Why leap to "get rid of the cat", when there are other, less drastic options to try first? I wouldn't get rid of an animal because a three year old decided to scream about it. Three year olds scream about all sorts - it doesn't mean you get rid of a living animal as a result!

FloraFauna27 · 29/03/2021 14:34

@expectopelargonium

Have you tried not comforting her at all, and telling her to stop being so silly?

(you never know, it might work)

Possibly one of the worst pieces of advice I’ve seen on here.
thecatneuterer · 29/03/2021 14:35

Prospective adopters with pets are asked what they would do if there are issues with the child and the pet and the 'right answer' if they want to continue in the process is to rehome the pet. Um no, they generally aren't and, if they did ask that, that wouldn't be the 'right' answer. The right answer would be to seek advice from the charity on how best to resolve the issue.

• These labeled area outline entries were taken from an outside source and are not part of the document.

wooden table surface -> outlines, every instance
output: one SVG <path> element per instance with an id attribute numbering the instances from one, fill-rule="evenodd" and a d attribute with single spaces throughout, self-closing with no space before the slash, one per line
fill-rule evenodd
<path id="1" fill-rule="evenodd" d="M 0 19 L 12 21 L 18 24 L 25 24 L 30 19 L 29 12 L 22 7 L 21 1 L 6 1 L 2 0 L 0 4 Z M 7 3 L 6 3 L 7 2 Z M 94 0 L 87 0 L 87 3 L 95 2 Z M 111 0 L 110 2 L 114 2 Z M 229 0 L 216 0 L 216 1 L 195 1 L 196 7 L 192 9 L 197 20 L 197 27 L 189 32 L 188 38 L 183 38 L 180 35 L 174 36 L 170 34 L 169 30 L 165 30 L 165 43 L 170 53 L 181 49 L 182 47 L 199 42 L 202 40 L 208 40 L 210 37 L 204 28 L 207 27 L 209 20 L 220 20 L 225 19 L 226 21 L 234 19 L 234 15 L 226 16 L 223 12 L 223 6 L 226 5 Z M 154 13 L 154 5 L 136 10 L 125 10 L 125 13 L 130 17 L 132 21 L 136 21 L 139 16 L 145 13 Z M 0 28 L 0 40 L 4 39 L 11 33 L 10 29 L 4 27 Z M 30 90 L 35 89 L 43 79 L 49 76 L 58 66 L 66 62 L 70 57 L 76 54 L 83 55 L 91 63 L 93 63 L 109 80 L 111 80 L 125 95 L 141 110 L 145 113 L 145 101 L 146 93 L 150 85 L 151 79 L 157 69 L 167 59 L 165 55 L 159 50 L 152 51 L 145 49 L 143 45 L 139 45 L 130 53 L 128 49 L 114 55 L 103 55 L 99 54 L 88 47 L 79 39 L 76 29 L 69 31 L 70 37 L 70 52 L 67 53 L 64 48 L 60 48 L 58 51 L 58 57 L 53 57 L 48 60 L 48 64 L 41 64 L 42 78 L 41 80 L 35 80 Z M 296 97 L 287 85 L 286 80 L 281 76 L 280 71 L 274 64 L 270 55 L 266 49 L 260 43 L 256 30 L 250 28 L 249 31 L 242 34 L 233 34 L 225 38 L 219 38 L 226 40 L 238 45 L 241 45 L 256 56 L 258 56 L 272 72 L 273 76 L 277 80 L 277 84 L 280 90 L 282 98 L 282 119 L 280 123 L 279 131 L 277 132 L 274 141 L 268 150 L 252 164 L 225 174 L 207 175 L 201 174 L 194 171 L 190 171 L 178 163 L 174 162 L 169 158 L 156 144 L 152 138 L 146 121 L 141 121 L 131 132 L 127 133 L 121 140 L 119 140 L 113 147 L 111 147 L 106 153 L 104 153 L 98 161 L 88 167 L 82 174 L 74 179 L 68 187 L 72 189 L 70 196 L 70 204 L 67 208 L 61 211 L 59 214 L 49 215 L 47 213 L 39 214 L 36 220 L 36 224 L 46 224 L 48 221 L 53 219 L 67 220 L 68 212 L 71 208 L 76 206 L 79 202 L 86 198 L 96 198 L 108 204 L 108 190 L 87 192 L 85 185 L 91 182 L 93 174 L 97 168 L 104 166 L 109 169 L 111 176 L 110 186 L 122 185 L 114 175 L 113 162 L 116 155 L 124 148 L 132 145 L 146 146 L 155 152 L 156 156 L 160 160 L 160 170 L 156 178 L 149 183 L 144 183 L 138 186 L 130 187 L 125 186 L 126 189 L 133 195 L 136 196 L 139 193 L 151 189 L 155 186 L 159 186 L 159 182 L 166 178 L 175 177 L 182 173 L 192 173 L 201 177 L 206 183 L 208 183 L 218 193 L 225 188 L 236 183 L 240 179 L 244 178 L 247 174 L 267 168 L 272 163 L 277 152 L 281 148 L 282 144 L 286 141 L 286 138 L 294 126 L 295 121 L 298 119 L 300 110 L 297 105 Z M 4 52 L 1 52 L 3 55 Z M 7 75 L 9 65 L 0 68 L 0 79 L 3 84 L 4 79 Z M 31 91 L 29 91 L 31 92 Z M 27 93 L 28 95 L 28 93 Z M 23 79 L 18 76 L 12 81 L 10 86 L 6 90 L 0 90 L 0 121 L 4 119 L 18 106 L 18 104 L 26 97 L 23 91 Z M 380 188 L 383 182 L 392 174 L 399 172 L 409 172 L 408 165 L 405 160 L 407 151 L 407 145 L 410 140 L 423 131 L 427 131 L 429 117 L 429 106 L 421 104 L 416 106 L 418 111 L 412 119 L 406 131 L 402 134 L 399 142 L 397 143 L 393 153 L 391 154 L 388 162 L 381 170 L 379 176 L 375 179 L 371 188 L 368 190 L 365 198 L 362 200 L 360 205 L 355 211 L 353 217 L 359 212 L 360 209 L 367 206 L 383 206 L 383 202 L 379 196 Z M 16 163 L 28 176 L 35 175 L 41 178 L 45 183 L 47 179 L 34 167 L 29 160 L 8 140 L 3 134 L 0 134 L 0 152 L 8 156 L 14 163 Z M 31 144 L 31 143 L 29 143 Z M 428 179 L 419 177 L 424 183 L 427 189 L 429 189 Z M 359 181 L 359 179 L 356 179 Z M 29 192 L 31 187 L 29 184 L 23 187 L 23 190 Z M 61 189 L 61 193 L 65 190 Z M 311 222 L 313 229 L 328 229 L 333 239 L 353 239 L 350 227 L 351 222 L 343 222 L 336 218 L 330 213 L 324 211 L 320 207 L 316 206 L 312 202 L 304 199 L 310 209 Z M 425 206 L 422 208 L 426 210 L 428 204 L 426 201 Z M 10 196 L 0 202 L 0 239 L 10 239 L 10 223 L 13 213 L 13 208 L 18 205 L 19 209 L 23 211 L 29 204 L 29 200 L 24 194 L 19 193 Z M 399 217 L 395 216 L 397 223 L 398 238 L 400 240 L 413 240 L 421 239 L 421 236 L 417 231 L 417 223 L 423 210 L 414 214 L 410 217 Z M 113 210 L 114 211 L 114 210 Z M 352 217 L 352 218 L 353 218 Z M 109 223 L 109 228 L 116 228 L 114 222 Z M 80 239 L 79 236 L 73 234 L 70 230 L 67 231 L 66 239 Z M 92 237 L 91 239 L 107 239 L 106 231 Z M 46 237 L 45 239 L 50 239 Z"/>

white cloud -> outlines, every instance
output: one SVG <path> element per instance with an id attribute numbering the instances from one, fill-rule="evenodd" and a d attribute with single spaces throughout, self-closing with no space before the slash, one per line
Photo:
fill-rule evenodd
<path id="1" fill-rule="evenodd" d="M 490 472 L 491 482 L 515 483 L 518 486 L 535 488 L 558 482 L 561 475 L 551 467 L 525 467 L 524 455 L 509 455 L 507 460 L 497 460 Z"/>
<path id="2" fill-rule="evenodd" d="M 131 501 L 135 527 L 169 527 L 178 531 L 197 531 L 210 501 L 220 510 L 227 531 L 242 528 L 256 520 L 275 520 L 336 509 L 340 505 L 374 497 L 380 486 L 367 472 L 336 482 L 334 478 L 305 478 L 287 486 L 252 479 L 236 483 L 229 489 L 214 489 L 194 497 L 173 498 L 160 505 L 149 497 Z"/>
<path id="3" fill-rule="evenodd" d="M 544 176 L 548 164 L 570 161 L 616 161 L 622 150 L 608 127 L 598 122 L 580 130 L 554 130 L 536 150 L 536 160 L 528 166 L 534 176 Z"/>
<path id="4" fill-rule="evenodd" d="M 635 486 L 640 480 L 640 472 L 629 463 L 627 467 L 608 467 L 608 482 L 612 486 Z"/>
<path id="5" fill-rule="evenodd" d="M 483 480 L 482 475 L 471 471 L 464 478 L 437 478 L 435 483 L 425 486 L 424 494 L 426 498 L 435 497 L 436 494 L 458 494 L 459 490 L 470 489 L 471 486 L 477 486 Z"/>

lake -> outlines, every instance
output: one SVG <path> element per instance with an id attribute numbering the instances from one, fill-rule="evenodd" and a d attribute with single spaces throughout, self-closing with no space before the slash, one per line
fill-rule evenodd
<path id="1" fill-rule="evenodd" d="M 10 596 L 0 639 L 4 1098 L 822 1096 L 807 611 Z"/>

Shnuffles · 29/03/2021 14:36

I agree that gradually increasing exposure/proximity to the cat is the answer. It will take time and patience, but if the cat hasn't hurt your daughter, there's no reason for her to be afraid.

I'd also try talking to her about how nice the cat is, how much the cat wants to be her friend, read some illustrated books with friendly/sympathetic cats as characters, watch some YouTube videos of children gently patting cats (be sure to vet them first, to avoid anything counterproductive). Show her how to pat the cat, give the cat a treat (if she'll take it without accidentally nipping), etc. Praise her for being so grown-up and kind with the cat.

activitythree · 29/03/2021 14:59

Like I said OP, the 'omg how could you even consider regaining your cat' brigade have clouded your judgement. Ultimately you put your daughter first. Every. Single. Time.

I don't disagree that you can work on helping her with the fear of cats, but you do this at her pace and that means gradually, so without her being terrified of a cat in her own home.

The 'she is 3 she doesn't get to decide' attitude is really weird. We are not talking about an awkward child here, we are talking about a frightened child, and that should come before everything.

You really do need to take away the fear in order to be able to help with the fear.

SaskiaRembrandt · 29/03/2021 15:06

@activitythree

Because it's not in the interests of a child's well-being to encourage an irrational fear. The fear she has can be overcome and it is in her interests for that to happen. Otherwise she is learning that it's okay to be afraid for no reason.

She can learn to overcome her fear of cats without being terrified in her own home. It's a long process and clearly not working with the cat in the house.

And what if the cat is rehomed and she develops a fear of something else? The television, her bed, a sibling - should they be removed too.

I'm guessing we will have to agree to disagree, but I strongly believe that removing the cat will not help in the long run. Learning that the cat is not to be feared is.

activitythree · 29/03/2021 15:09

And what if the cat is rehomed and she develops a fear of something else? The television, her bed, a sibling - should they be removed too.

A fear of an animal isn't unrealistic. Your examples are more extreme and would indicate a much deeper issue.

gogogogo1 · 29/03/2021 15:12

Could you do very small introductions, getting the child to play with cat toys with the cat or feeding the cat something it likes to eat?